Bolster Democracy in Southern Hemisphere
The Latin American turn away from military dictatorships and toward democracy has been celebrated in the United States since the process began in the early 1980s. More recently, American pressure combined with that from Latin democracies helped keep countries such as Guatemala (in 1993) and Paraguay (this year) on the straight and narrow when autocracy and instability threatened.
But today, the United States and Latin America’s democracies are curiously disengaged as the Andean countries are drifting toward instability, violence or dictatorship.
Exhibit one is Venezuela. Former Lt. Col. Hugo Chavez, who was jailed for his coup attempt in 1992, won the presidency in December and control of the new constitutional assembly last Sunday. His distaste for Venezuelan-style democracy is not hard to explain: Corruption was endemic, and the country’s vast oil revenues circulated among its elites, with precious little trickling down into schools or hospitals for the masses. The problem is Chavez’s cure, which seems to be to centralize power into his own hands, weaken rivals like state governors or political parties and insert his trusted military associates into every ministry.
It won’t revive the economy and the question is what Chavez will do when it fails. His commitment to democratic procedures is suspect at best: He used them to gain power, but what will he do if he can’t get his way?
In Colombia, the “peace process” is not breaking down; it never really started. While President Andres Pastrana met once with the leader of the largest guerrilla group, the Revolutionary Armed Forces of Colombia, and has declared significant areas of the country off-limits to the military to meet guerrilla preconditions for serious talks, no talks have begun. Instead, guerrilla violence continues apace, and the government has had to cancel planned meetings. Meanwhile, in those government-free zones, guerrillas and drug traffickers roam at will. While coca growing is down in Bolivia and Peru, it is climbing fast in Colombia.

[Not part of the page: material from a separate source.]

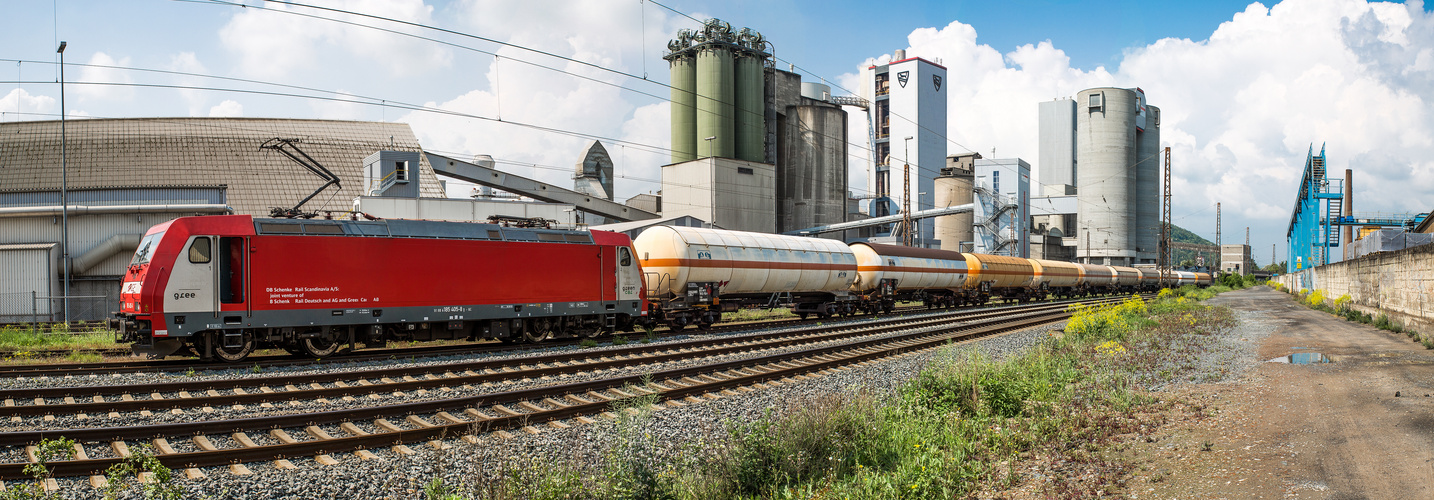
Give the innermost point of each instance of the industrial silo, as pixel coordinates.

Meanwhile, in Peru, if drug trafficking is declining, so is democracy. President Alberto Fujimori is constitutionally barred from a third term and, polls show, Peruvians want to keep it that way. But when three members of the Constitutional Tribunal ruled a third term illegal, he had his rubber-stamp congress remove them from office. Crusading journalists have been jailed or driven into exile.

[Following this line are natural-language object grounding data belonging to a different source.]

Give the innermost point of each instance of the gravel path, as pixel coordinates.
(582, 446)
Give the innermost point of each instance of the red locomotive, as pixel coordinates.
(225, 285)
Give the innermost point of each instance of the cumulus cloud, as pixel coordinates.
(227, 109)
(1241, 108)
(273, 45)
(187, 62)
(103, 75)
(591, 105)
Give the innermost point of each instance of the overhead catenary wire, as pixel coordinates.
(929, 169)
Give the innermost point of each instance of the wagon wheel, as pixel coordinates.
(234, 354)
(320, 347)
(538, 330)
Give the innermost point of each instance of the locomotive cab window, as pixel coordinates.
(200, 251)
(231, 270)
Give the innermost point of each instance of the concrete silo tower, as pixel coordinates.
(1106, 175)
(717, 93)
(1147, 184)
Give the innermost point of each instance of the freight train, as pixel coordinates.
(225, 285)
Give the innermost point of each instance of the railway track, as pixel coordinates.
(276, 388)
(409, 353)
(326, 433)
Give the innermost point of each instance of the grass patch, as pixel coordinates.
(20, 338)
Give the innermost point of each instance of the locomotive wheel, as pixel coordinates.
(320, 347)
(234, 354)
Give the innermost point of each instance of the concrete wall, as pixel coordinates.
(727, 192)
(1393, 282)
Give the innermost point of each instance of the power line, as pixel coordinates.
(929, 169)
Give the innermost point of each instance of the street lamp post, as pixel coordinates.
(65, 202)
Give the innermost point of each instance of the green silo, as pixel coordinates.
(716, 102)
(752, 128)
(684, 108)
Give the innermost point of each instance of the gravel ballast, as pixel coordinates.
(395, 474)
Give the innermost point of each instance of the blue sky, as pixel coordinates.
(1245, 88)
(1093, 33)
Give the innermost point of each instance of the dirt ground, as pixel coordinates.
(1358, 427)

Most recently, Fujimori withdrew Peru from the jurisdiction of the Inter-American Court of Human Rights in Costa Rica, a part of the Organization of American States, where the court has the Constitutional Tribunal and journalist cases before it.
So democracy and stability are at risk in the Andes. In response, Latin governments have done what our government has done: look away. A serious peace effort in Colombia requires giving the guerrillas incentives to talk peace, and that means preparing for war as an alternative. But nowhere in the hemisphere, certainly not in Washington, is a government preparing the kind of military help the Colombian army will need if it is to force the guerrillas into talks, or defeat them. A serious, bipartisan effort to build a coalition that backs Colombian democracy in peace negotiations and, if need be, in a serious guerrilla war, requires administration leadership that is lacking.
The same is true with respect to Peru and Venezuela. The first man to applaud when Fujimori pulled out of the Inter-American Court was Chavez; he may wish to do the same thing himself if human rights abuses land him in trouble. Similarly, Chavez has spoken admiringly of Fujimori’s 1992 dissolution of congress, his “self-coup.” Chavez is listening as Fujimori’s departure from the court is met with silence or weak rhetoric. And he must be learning the lesson that human rights are just not as high on the regional agenda today as in the past.
The Latin Americans seem to be returning to the bad old days when one general never criticized the human rights record of another. Elected presidents have unaccountably adopted the same attitude. But short of a coup, what are the limits? Will we and the Latin American democracies make it clear to Chavez and Fujimori that limits exist, and that breaching them will carry real consequences? Will we use our voice and vote where it counts--in the International Monetary Fund, World Bank and Inter-American Development Bank--to resist erosion of political and property rights?
So far, the answer is no. Pessimists have been saying for two decades that Latin America’s turn to democracy is just another swing of the pendulum. Unless democracy and human rights in the Andes get more support, the pessimists may be proved right.